If our coin is tail, the probability measure then satisfies: \(\begin{aligned} P\left( \{ H \} \right) = 0.5, \quad P\left( \{ T \} \right) = 0.5, \quad P\left( \{ \} \right) = 0, \quad P\left( \{ H,T \} \right) = 1. \end{aligned}\)
Why so complicated?#
At this point, one might wonder why the definition is so complicated, in fact why we distinguish between outcomes and events. Let us mention three reasons:
The first reason is formal: This approach allows to axiomatize probability theory and make it compatible with modern measure theory.

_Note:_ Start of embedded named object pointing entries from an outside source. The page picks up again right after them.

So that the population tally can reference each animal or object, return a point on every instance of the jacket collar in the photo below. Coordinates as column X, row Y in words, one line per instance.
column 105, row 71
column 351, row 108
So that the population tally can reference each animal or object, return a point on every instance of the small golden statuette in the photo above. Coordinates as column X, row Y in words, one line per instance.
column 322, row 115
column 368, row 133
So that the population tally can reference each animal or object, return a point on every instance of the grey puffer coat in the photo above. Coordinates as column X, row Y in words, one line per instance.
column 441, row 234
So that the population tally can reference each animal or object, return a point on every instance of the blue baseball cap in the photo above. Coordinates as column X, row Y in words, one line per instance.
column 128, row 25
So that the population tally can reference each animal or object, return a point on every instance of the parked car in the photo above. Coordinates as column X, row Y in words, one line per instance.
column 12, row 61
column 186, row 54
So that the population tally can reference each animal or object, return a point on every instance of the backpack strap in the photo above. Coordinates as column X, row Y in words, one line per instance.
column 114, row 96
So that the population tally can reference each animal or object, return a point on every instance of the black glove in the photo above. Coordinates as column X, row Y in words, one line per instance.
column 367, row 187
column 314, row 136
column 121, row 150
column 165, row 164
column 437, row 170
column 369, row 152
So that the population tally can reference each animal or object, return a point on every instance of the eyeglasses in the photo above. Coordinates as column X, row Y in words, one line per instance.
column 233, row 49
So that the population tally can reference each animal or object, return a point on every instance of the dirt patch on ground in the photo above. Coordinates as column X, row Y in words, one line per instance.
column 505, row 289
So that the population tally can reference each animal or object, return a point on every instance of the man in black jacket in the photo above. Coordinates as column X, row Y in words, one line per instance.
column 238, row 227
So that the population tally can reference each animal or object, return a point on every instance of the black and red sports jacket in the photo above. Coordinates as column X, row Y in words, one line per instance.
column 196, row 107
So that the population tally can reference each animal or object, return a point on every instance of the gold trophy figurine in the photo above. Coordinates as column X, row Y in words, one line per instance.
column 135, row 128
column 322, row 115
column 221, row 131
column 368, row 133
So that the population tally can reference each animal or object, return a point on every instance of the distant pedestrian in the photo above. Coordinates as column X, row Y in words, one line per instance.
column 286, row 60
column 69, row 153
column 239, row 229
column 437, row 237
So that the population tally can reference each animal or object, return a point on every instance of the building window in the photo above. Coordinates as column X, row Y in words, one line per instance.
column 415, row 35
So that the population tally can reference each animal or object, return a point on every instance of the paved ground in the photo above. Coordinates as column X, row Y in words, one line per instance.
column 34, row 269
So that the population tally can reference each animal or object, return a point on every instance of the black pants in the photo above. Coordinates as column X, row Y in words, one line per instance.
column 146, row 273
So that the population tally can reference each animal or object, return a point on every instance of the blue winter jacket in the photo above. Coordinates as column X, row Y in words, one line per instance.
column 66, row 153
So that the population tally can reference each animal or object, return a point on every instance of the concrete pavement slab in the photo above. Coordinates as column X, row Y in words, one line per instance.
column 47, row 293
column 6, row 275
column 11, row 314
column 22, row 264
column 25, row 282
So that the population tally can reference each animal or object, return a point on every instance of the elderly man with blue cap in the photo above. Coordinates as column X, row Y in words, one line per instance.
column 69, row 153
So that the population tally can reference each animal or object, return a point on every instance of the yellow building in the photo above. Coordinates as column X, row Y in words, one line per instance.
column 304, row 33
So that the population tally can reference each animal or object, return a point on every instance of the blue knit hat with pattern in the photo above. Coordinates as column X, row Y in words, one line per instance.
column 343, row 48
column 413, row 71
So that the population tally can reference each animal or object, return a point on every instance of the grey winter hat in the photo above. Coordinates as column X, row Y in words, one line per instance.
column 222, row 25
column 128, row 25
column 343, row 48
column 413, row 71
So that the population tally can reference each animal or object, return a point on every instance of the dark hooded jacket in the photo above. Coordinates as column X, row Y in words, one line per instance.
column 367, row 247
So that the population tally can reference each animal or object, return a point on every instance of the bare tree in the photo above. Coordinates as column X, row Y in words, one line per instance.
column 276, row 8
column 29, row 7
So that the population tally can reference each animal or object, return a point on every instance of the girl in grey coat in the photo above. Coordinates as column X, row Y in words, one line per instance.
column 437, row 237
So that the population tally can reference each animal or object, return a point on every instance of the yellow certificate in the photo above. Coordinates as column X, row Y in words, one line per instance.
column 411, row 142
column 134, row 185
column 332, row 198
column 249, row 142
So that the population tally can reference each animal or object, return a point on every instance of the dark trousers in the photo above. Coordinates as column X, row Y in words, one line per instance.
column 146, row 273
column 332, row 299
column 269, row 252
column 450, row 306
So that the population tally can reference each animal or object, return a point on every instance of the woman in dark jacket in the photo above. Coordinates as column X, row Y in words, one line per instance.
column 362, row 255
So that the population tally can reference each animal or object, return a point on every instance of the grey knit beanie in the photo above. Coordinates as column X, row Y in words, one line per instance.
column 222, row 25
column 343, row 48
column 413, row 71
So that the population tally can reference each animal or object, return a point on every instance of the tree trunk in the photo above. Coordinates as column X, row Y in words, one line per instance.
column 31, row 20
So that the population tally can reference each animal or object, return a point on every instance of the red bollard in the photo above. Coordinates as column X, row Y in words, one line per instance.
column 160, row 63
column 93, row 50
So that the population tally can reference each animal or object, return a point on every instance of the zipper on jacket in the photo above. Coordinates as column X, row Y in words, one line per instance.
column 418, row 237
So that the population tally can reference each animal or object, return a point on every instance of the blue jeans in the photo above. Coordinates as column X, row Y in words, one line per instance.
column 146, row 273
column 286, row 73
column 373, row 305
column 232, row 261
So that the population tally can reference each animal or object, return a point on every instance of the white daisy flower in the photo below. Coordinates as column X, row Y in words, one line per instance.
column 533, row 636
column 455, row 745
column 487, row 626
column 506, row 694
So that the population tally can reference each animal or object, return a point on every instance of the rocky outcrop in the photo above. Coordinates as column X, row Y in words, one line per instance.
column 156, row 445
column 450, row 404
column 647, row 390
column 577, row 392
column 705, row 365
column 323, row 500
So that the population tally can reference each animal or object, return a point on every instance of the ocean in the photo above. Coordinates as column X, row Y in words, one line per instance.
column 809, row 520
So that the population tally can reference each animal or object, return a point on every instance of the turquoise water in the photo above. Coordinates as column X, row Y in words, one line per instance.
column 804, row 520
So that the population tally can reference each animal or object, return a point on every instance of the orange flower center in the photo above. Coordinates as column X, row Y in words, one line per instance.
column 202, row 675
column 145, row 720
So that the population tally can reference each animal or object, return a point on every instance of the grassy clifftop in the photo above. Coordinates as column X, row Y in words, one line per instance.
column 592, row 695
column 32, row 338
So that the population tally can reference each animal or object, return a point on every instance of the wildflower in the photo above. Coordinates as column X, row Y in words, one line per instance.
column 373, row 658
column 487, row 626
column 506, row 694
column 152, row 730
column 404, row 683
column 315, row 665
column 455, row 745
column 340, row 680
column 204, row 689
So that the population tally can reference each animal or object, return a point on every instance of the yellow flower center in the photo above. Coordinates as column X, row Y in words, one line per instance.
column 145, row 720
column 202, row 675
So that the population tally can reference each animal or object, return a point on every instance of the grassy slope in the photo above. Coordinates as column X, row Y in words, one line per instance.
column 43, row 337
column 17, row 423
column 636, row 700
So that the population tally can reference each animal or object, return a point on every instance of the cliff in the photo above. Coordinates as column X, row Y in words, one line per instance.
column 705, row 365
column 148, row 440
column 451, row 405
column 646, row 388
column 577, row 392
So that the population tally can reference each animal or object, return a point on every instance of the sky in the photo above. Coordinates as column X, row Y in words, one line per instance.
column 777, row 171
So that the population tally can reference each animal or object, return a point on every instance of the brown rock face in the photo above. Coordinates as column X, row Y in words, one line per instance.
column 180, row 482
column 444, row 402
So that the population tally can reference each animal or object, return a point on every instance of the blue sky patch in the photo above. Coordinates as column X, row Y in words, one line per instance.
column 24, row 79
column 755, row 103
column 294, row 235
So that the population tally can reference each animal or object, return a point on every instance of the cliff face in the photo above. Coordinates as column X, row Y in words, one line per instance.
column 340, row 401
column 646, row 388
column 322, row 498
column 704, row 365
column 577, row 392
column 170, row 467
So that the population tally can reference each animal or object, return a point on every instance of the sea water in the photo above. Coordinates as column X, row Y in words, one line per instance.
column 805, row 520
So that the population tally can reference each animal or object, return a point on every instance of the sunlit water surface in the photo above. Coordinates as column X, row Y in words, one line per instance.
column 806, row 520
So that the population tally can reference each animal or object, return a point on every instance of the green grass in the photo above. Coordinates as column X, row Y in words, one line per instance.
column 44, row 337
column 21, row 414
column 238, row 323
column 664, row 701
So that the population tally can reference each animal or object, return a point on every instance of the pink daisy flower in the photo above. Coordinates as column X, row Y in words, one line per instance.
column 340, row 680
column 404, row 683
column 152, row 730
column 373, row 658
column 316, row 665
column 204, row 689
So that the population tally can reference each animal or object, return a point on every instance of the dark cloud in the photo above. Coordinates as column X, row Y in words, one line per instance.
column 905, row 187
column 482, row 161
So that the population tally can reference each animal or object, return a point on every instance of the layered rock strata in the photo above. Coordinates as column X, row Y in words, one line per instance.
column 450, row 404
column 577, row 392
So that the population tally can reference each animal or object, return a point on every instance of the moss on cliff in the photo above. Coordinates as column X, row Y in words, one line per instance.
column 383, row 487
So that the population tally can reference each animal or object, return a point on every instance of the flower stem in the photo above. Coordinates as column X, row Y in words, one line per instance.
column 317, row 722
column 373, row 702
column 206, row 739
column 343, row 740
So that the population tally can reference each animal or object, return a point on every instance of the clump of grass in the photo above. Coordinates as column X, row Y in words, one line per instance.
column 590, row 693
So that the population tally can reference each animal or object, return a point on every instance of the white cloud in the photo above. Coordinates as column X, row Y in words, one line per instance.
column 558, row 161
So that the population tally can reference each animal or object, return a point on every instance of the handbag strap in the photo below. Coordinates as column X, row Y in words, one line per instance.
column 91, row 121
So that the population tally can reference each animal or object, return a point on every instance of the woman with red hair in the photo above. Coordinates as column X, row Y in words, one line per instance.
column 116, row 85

The example above shows that it is more convenient to assign probabilities to events (\(\Sigma\)) than to outcomes \((\Omega)\). The event “either heads or tails” is a perfectly valid event and should be assigned a probability right from the start.
The distinction becomes especially important if the set of outcomes is a continuous, i.e. uncountable, set. For instance, choose an interval on the real line \(\Omega = [0, \ell]\) and assume that all elements of \(\Omega\) are “equally probable”. The probability that exactly one outcome \(x \in \Omega\) is realized, is always zero, \(P\left( \{ x \} \right) = 0\). But we can assign probabilities to the events of the form “\(x\) lies between \(a\) and \(b\)”, for which we get \(\begin{aligned} P(a \le x \le b) = \frac{b-a}{\ell},\end{aligned}\) given \(0 \le a \le b \le \ell\).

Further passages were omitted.